AETC leaders believe applications such as e-mail, Facebook, chat rooms and smart phones can help SOS students get to know each other and engage in the course without leaving their home station on a temporary duty assignment.
"For an airman who can take blended learning courses from home station, time is saved to remain with families, to maintain duties on base and to have access to the leadership training sooner, as opposed to waiting until coming in residence," said Sheilagh O'Hare, a University XXI researcher and co-author of the report.
Part of the model is dedicated to converting the 1,000 pages of reading and five tests required to complete SOS in correspondence to a more interactive online model, O'Hare said.
However, it lacks face-to-face collaboration with fellow students.

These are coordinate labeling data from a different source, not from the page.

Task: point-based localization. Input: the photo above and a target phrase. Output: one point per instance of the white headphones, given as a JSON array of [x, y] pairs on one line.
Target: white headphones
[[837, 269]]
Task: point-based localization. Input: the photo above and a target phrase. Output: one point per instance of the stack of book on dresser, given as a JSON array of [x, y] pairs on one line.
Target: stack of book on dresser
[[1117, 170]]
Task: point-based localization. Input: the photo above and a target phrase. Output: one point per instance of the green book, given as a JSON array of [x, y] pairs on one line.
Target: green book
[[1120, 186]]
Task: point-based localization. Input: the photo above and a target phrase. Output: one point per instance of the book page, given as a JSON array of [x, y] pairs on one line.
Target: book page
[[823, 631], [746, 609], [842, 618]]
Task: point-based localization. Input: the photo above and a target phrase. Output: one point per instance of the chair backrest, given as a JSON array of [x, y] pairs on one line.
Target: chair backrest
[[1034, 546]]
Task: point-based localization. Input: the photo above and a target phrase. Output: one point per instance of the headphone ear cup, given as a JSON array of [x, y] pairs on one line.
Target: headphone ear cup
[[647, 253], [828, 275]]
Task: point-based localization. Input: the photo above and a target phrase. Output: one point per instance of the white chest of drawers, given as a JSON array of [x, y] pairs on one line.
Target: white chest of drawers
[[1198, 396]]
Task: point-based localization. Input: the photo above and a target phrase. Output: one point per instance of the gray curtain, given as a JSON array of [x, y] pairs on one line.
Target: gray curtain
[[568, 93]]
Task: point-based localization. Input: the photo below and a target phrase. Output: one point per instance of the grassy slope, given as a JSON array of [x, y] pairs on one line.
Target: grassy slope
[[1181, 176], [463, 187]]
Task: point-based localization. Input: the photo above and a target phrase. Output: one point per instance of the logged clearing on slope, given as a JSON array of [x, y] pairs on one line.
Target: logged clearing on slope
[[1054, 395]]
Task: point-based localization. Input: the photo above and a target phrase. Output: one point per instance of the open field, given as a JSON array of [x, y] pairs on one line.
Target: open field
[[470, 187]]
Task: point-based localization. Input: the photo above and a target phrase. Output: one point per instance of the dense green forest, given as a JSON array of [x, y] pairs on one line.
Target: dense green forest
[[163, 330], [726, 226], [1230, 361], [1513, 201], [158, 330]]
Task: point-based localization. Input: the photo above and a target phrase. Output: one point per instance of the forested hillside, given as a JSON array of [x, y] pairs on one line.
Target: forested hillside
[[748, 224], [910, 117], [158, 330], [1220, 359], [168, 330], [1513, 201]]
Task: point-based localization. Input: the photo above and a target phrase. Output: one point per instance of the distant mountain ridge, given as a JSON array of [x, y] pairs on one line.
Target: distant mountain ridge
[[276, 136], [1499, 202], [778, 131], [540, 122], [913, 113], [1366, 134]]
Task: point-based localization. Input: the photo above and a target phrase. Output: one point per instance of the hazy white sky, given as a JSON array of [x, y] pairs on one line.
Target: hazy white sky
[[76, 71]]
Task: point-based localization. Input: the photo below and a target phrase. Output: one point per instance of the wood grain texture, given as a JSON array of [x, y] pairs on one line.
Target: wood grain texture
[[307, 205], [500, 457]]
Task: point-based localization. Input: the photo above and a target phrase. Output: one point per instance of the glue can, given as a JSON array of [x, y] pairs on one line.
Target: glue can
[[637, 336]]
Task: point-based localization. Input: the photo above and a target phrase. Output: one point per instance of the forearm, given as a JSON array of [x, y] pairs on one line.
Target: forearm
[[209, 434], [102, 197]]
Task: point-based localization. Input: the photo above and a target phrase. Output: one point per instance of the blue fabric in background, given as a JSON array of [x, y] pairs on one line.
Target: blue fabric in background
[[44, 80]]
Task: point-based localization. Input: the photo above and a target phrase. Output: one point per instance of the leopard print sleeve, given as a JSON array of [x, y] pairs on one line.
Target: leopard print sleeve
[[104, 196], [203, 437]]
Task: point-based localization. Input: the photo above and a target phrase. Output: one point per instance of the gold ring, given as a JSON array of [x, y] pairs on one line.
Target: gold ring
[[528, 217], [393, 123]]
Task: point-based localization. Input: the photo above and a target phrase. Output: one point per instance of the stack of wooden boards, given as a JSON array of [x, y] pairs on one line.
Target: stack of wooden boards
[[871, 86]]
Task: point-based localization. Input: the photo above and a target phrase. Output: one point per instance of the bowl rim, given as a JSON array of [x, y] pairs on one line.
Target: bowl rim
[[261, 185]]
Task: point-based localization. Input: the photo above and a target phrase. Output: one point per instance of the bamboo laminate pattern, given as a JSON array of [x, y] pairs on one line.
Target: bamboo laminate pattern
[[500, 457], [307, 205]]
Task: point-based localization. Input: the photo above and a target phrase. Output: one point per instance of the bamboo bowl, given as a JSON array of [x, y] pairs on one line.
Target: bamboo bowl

For that, students will be expected to attend a portion of the course offered in-residence at Maxwell. While in-residence slots remain competitive among Air Force captains with four to seven years of service, this model promises to serve more students, especially those in the National Guard and Reserve.
"With chat rooms, forums and other collaboration tools, students can be brought together online now, providing them with initial leadership experiences per course guidance, rather than whenever student slots at Maxwell open up," said Michael Mayrath, a co-author of the paper and a Ph.D. student in education psychology. "For the Air Force, having airmen who engage in leadership education and practical application sooner than later should mean the Air Force as a whole benefits."
In order to make blended learning a reality for SOS and other students attending AU schools, such as Air Command and Staff College, one recommendation is to start a pilot course using volunteers already enrolled in SOS.
"Teams of experts are already meeting on a regular basis at AU to discuss implementation techniques," Hover said. "UT has provided us with a template to follow. Now it's up to our AETC and AU training and education professionals to lead the efforts of integrating these highly interactive and social learning technologies into Air Force professional military education."
Through collaborative efforts of university and military researchers, these studies also afford opportunities for graduate students to publish their body of work and gain valuable experience before entering into different careers, said Aubrey White, principal investigator for the University XXI program.
"It's no doubt this study has provided an incredible investment for the Air Force and the next generation of officers and educators," Hover said.